The History of Top-Teks
To celebrate 30 years of business we are proud to present an overview of our history and how acquisition formats have developed in that time. Throughout the 30 years we have always been a company that puts our customers first. Also throughout our history we have worked with all the major brands and been at the forefront of introducing new formats to our customers.
On the 15th May 1989 Top-Teks was founded by Gwen Thomas, Trevor Porter and John Shepherd. Located in a 450 square ft office in Harefield, Top-Teks started as an Engineering Services Company providing support and maintenance to Broadcasters, Production Houses and Freelancers.
In 1989 the main formats were U-Matic, with Betacam SP gaining popularity. Top-Teks dabbled in sales at this time but engineering and service were still the core business.
The early 1990s saw Top-Teks expand into a 1000ft² unit across the road and then adding the next door office to double its floor space. Sony’s Betacam developed and Digital Betacam was launched later in 1993. Digi Beta was a slow burner with the 4:3 camcorder starting at around £50K so it would be some years before it was the dominant format. By the mid-1990s Top-Teks had fully embraced the world of sales and quickly became one of the biggest dealer for Sony in Europe.
1996 saw the launch of Betacam SX and a year later HDCam. 1997 saw Top-Teks expanding again taking the offices above the workshop and opening T2 Direct at another site in Hillingdon.
T2 Direct was set up to offer cameramen a place to look at accessories and was tailored to look after the DV and DV Cam customers when there was a significant split between Digi Beta which was now dominant and DV formats. There was a lot of stability in the market at this time with Digi Beta in it’s many guides being the main stay format in the market.
In 1997 HDCam was launched but the HDW F900 camera was ferociously expensive and would take some time to catch on. Famously the HDW-F900F was used for Star Wars, Attack of the Clones which is usually famed for being the first feature shot digitally. 2002 heralded the HDW-750P, an inexpensive access point to HD Video. The HDW-F900R with 24P was a much easier camera to use than the original F900 but wasn’t launched until 2006.
2003 was an eventful year. Top-Teks was asked to supply and support the Digital Cameras for the BBC’s Planet Earth 1. The camera of choice was the Panasonic VariCam for it’s off speed ability that mimicked the under and over cranking used for decades in Natural History filming. The VariCam was originally launched in 2001 and required a bespoke computer / Frame Rate Converter to actually achieve the off-speed video. There were 5 kits in all plus another 2 Sony HDW-750 for underwater work. The project took 3 years to shoot and we didn’t lose a camera. 2003 also saw Sony launch HDCam SR and XD-Cam. XD-Cam Disc, Sony’s first tapeless Broadcast Camcorders still survive today with the PDW-700 and PDW-F800 still in use.
2005 saw Top-Teks move to its current location at Bridge House after numerous robberies at both the Park Place and Hillingdon offices.
2008 was when solid state media started to appear, but media was expensive and tiny.
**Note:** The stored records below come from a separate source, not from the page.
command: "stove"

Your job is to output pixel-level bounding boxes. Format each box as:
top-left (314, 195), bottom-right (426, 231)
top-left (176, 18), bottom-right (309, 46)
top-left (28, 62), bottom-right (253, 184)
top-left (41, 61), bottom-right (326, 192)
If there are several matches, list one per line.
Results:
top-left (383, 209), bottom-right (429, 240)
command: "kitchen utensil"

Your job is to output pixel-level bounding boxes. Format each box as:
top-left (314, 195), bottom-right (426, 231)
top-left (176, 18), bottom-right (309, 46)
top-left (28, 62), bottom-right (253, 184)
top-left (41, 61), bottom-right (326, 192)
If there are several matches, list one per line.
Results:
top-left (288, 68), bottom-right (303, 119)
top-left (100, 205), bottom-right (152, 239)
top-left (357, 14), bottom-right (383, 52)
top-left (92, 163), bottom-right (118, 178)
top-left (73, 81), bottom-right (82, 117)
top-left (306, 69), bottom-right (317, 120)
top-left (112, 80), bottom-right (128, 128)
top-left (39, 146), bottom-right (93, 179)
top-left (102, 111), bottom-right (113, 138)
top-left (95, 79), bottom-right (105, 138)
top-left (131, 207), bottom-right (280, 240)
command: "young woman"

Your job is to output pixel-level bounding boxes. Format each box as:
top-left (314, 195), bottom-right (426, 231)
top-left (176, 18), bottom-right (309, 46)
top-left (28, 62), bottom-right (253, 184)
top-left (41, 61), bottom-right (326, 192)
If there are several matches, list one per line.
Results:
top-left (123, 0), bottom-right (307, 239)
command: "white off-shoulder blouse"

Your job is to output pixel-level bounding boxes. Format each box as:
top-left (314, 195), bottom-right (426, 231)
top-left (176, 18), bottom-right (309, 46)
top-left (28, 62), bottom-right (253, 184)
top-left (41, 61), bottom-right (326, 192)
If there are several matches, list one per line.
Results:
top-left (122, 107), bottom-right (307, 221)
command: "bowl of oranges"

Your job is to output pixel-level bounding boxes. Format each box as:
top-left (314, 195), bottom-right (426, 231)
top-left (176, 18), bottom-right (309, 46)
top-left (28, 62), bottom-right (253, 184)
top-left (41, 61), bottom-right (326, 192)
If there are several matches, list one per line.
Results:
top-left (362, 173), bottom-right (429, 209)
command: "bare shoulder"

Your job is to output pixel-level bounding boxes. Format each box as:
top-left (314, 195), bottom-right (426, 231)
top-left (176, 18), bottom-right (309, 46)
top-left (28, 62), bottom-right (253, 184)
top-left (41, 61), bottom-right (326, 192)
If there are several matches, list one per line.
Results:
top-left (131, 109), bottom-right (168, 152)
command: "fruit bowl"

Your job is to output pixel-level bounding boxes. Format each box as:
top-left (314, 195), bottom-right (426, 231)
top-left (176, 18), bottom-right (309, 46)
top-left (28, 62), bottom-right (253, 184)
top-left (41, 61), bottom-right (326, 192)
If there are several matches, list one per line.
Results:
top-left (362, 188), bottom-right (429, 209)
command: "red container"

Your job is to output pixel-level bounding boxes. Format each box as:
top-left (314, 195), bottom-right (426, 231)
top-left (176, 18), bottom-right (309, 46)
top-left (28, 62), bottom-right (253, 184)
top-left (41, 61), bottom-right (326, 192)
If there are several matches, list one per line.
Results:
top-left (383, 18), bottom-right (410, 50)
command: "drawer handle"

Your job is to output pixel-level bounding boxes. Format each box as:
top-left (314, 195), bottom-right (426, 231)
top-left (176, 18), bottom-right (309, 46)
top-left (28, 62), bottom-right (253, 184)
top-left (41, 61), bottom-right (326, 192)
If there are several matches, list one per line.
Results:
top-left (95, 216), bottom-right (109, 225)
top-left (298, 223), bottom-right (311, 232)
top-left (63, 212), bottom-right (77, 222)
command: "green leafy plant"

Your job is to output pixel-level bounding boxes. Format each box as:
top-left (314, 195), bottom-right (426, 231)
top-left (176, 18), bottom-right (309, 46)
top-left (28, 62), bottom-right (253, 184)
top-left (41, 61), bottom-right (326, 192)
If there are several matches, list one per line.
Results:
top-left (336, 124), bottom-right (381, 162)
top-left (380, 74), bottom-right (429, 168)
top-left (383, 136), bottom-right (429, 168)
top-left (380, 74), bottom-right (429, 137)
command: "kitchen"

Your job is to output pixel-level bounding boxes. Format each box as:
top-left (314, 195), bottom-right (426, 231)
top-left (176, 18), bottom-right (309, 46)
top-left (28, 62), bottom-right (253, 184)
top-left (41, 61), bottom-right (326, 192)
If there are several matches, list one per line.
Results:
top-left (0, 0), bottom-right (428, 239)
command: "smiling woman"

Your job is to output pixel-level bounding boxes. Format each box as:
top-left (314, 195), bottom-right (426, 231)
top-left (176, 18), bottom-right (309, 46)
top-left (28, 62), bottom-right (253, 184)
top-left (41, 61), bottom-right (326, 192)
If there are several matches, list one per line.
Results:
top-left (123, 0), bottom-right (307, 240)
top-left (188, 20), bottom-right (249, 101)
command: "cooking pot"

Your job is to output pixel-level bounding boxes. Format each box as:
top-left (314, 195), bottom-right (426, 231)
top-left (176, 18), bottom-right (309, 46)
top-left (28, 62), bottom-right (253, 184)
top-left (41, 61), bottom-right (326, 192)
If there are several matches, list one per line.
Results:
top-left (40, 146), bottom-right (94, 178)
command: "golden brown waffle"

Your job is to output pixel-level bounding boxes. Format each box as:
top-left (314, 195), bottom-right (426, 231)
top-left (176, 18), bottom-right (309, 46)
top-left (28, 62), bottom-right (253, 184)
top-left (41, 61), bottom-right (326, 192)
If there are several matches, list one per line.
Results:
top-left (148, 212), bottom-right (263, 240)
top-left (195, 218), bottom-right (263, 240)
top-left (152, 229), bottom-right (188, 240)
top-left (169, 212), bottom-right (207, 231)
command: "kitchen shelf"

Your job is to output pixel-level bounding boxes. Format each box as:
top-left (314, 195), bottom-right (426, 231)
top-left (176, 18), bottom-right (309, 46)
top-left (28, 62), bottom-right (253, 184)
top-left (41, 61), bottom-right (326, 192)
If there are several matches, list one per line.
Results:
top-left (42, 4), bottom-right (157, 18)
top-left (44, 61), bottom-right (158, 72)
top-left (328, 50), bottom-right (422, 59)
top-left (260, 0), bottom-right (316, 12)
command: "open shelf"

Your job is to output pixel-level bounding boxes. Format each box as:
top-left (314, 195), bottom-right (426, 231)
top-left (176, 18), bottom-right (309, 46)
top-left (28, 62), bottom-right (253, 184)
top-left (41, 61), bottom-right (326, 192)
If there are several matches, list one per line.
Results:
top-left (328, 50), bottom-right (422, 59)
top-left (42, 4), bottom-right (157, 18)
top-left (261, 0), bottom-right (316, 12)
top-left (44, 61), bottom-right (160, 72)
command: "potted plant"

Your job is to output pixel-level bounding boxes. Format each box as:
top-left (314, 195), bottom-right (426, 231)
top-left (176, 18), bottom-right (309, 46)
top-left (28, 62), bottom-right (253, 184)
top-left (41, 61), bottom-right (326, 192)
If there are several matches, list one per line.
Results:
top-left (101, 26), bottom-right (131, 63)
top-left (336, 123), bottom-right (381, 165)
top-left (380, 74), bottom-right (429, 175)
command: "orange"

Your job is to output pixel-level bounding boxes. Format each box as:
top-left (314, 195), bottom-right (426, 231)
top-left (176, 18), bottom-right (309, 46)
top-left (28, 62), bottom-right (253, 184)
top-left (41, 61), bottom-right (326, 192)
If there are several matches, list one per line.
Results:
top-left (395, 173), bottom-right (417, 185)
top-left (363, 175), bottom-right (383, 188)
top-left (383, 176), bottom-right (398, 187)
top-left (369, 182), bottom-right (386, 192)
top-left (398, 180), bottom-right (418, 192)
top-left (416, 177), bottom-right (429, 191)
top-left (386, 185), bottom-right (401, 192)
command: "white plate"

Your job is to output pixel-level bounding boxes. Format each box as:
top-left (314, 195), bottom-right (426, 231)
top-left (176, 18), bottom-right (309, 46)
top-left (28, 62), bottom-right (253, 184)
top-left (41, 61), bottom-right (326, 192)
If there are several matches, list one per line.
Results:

The 11th of March 2011 was the day that changed the face of the Broadcast Equipment market. The Tohoku Earthquake & the resulting Tsunami accelerated the development of solid state technology beyond anybody’s wildest thoughts. The destruction of Sony’s Sendai Tape Factory literally left the Broadcast World tapeless. This also had a profound effect on Service Revenue for routine maintenance on tape-based cameras and VTRs.
At the end of 2011 Canon announced the EOS C300. This was the start of the move to larger sensor size cameras. Although Sony had launched the F3 a year earlier and Panasonic the AF100 a year prior to that, the C300 was the first to have 50Mb/s recording which was deemed Broadcast standard. The following year Sony announced the F5 and F55. Much later in 2014 the FS7 was launched at IBC and still remains hugely dominant today.
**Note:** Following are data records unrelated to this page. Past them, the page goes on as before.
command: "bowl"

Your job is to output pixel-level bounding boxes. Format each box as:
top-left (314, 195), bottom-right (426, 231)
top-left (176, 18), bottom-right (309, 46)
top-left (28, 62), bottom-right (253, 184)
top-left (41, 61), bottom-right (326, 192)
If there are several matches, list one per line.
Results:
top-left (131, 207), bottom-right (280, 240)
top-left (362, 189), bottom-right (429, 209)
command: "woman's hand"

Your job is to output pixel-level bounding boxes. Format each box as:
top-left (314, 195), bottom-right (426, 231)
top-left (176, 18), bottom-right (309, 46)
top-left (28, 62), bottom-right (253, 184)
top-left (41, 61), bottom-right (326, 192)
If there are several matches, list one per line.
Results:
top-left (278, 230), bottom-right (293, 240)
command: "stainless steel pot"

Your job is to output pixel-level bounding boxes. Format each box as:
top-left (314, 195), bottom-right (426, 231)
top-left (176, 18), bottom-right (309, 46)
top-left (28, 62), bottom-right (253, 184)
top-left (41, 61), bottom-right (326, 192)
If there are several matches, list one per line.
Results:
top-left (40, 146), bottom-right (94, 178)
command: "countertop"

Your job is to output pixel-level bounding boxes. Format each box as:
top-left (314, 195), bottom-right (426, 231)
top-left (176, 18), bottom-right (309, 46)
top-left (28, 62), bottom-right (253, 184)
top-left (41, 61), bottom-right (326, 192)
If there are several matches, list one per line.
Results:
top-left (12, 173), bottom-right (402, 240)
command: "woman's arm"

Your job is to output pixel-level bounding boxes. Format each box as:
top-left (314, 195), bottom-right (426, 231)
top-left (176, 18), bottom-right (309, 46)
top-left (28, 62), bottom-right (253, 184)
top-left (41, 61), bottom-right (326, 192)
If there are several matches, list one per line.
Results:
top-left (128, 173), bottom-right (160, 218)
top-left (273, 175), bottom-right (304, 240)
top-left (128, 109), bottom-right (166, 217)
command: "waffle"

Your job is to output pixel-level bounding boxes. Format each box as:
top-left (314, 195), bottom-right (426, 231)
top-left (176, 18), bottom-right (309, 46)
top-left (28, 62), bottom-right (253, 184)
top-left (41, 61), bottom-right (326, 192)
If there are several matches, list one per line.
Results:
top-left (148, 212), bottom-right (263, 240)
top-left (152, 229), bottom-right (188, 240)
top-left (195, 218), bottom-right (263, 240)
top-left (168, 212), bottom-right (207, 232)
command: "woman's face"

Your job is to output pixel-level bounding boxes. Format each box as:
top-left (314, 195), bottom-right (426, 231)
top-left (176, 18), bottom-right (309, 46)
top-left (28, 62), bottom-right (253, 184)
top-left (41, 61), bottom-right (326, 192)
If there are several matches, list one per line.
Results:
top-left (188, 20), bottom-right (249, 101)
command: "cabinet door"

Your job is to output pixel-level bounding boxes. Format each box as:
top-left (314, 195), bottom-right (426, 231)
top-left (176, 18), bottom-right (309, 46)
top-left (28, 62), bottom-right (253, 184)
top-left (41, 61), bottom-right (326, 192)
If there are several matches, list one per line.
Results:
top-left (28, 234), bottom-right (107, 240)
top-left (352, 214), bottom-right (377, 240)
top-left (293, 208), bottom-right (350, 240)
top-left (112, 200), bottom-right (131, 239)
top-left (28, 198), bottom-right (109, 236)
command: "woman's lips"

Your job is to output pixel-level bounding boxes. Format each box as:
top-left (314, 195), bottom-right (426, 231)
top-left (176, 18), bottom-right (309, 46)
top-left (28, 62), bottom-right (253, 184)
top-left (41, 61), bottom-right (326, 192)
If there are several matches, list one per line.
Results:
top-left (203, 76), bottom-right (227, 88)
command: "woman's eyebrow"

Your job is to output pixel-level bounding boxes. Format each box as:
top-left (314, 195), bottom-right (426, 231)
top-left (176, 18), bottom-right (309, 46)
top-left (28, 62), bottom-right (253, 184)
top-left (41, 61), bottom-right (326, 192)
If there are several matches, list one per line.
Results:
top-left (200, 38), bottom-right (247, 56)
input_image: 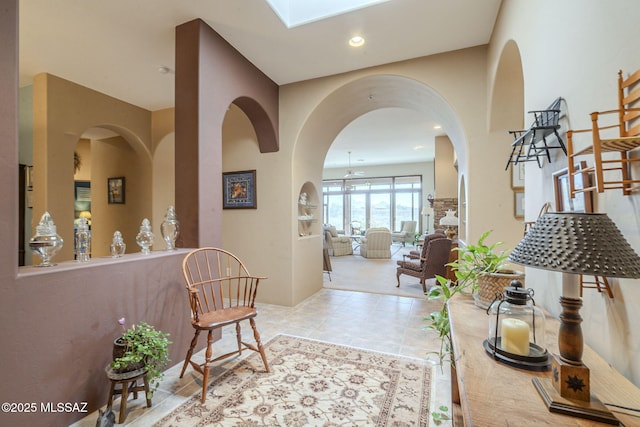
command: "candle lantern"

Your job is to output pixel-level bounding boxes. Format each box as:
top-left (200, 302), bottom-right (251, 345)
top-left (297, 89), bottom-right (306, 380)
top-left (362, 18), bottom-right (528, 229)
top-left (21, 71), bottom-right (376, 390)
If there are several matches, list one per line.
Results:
top-left (483, 280), bottom-right (551, 371)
2018 was when the Sony Venice made it’s debut at the BSC show, and later this Spring we’ll see the high frame rates available which will make the camera complete. It is worth noting that the price of a Sony Venice Base kit is the same price as a BVW-400AP was back in the 1990s and far cheaper than a Digi Beta or HD Cam was when they were released.
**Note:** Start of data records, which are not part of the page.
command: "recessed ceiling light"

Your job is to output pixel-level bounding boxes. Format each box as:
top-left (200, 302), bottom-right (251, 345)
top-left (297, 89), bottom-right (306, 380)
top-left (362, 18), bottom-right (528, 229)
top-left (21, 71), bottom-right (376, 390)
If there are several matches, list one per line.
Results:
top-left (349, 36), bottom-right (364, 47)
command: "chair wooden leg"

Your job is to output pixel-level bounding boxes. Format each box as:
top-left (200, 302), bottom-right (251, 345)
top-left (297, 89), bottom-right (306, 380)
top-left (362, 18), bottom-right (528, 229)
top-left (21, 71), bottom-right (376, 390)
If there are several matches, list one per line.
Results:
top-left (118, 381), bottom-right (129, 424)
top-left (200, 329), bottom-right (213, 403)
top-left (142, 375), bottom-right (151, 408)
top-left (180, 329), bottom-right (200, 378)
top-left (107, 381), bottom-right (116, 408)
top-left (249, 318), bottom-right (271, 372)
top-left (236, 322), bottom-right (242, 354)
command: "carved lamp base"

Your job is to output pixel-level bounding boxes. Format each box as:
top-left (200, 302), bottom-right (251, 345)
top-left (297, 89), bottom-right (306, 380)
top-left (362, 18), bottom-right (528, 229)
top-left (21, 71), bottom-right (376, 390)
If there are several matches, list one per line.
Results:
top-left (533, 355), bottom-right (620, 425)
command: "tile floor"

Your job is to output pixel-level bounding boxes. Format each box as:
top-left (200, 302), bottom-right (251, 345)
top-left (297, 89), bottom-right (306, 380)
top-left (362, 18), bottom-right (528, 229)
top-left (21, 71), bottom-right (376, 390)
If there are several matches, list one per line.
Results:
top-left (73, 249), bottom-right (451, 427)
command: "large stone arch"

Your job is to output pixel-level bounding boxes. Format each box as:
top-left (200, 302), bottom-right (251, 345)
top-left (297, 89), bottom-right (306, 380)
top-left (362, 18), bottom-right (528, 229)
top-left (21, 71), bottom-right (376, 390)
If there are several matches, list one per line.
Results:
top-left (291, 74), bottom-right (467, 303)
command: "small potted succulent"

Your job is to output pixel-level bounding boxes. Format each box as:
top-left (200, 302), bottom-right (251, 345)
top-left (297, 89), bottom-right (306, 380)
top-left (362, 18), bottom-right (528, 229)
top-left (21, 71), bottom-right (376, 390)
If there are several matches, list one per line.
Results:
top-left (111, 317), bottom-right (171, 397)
Top Teks is very proud to still have the service department and three engineers. We still offer a high level of service and after sales support. The Broadcast World has changed as has the way people buy equipment. The relationship between supplier and customer has been lost at some levels which is a shame, but Top Teks continues to prosper. 2019 has seen Top Teks refresh the studio cameras for ITVs Coronation Street. Supply the camera channels for two new studios at BBCs New Broadcasting House. Be one of the largest suppliers of Sony’s Venice in Europe. Equip four Studios at BBC’s New Broadcasting House in Cardiff, and many more projects yet to complete.